INDICAÇÃO DE LEITURA


               Colaboração de Veridiana Sganzela Santos , jornalista que escreve para o jornal Comarca de Garça, toda quinta-feira, comentários sobre alguma obra literária. Desta vez, ela comentou sobre um livro de Clarice Lispector.

Indicação de Leitura - Veridiana Sganzela Santos - O grande passeio

25/09/2014

“Renda-se, como eu me rendi. Mergulhe no que você não conhece como eu mergulhei. Não se preocupe em entender, viver ultrapassa qualquer entendimento” - Haya Pinkhasovna Lispector (1920 - 1977)



Solidariedade e egoísmo. Respeito e pouco caso. Amor e indiferença. Antagonismos tão presentes na raça humana e que a Literatura sempre faz questão de “dedar” quando o sentimento errado se manifesta na hora errada, mostrando o quanto ainda temos que nos depurar.
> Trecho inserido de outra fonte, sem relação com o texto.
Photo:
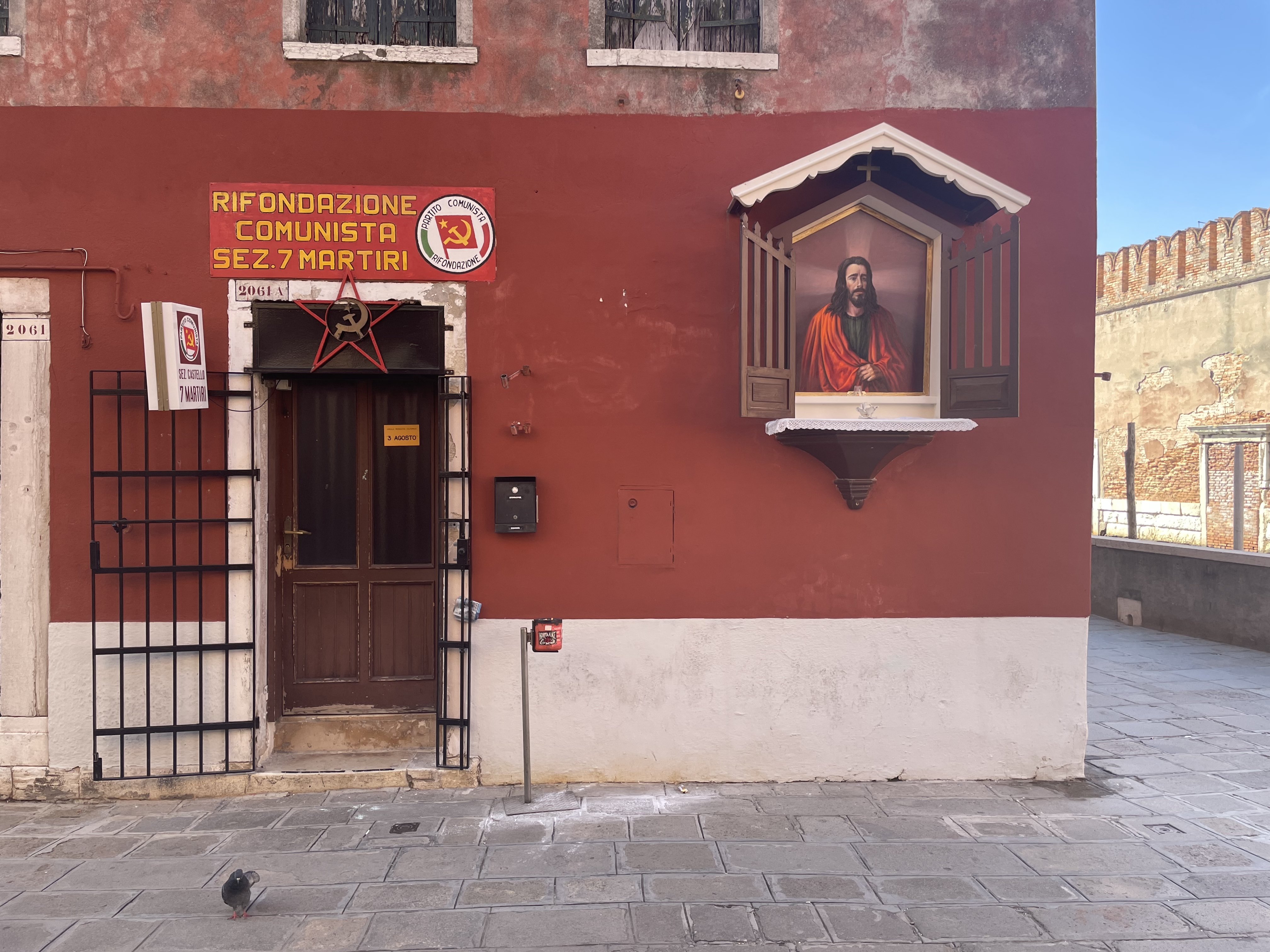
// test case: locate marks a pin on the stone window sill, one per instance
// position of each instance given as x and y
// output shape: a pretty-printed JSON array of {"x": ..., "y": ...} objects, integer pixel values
[
  {"x": 364, "y": 53},
  {"x": 683, "y": 59}
]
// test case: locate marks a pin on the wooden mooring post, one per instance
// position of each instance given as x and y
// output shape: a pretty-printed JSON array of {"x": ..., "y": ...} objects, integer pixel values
[{"x": 1131, "y": 502}]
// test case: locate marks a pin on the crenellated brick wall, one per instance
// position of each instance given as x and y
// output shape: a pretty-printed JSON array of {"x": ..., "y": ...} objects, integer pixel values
[
  {"x": 1216, "y": 253},
  {"x": 1184, "y": 329}
]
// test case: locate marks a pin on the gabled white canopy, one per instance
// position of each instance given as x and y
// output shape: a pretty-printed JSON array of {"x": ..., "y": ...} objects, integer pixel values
[{"x": 881, "y": 136}]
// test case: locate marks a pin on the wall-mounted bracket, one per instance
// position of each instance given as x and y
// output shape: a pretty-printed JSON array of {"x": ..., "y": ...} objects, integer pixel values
[{"x": 856, "y": 451}]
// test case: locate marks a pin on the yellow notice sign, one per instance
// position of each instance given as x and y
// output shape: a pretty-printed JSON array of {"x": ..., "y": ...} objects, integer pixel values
[{"x": 402, "y": 434}]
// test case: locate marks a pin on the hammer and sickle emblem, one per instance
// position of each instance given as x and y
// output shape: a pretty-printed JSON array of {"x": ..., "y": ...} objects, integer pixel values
[
  {"x": 355, "y": 318},
  {"x": 458, "y": 239}
]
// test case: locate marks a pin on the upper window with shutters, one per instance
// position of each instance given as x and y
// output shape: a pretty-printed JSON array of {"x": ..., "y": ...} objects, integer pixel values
[
  {"x": 389, "y": 31},
  {"x": 738, "y": 35},
  {"x": 884, "y": 275},
  {"x": 12, "y": 17}
]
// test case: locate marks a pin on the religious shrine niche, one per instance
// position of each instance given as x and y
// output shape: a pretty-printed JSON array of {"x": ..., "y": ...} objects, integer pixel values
[{"x": 883, "y": 306}]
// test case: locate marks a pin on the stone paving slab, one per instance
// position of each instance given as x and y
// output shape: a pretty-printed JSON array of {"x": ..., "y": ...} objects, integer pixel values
[{"x": 1165, "y": 848}]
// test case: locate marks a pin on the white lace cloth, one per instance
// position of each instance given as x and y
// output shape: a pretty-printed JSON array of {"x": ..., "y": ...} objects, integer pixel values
[{"x": 891, "y": 424}]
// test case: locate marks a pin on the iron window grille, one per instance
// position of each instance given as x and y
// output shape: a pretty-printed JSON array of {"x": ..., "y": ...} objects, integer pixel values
[
  {"x": 383, "y": 22},
  {"x": 173, "y": 589},
  {"x": 704, "y": 26}
]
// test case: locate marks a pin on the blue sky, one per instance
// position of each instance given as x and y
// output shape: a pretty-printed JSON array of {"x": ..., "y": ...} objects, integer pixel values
[{"x": 1184, "y": 115}]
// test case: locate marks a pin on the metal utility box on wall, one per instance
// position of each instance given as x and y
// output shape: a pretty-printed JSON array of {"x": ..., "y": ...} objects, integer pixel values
[{"x": 516, "y": 504}]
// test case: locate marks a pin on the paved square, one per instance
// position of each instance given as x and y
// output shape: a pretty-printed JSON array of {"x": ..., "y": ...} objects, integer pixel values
[{"x": 1165, "y": 848}]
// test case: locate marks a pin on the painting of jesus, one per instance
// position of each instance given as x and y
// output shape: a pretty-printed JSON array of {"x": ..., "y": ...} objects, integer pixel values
[{"x": 863, "y": 309}]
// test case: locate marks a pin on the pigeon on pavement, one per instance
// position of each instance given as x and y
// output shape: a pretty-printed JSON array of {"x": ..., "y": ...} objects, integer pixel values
[{"x": 237, "y": 892}]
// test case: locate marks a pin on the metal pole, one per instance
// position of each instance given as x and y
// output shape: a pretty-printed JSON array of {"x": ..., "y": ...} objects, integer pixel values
[
  {"x": 1239, "y": 497},
  {"x": 1130, "y": 492},
  {"x": 525, "y": 705}
]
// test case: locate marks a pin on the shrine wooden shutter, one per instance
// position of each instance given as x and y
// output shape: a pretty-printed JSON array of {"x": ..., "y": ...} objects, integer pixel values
[
  {"x": 766, "y": 326},
  {"x": 980, "y": 323}
]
Acho que nunca em outros tempos se exigiu tanto o respeito pelos outros: crianças, mulheres, retirantes, negros, deficientes, homossexuais, idosos - sempre alvos de preconceito e maus tratos. E o curioso é que temos que exigir o respeito - raramente ele vem de graça. Custa tanto assim respeitar alguém que não é exatamente igual a nós? Quando criança, era comum os pequenos até apanharem dos adultos caso faltassem com respeito com os mais velhos. No Japão há até o Dia do Idoso, quando o país interrompe tudo só para reverenciar seus ancestrais. Vivemos dizendo que os mais velhos são símbolo de sabedoria e experiência, mas na prática não levamos isso muito a sério.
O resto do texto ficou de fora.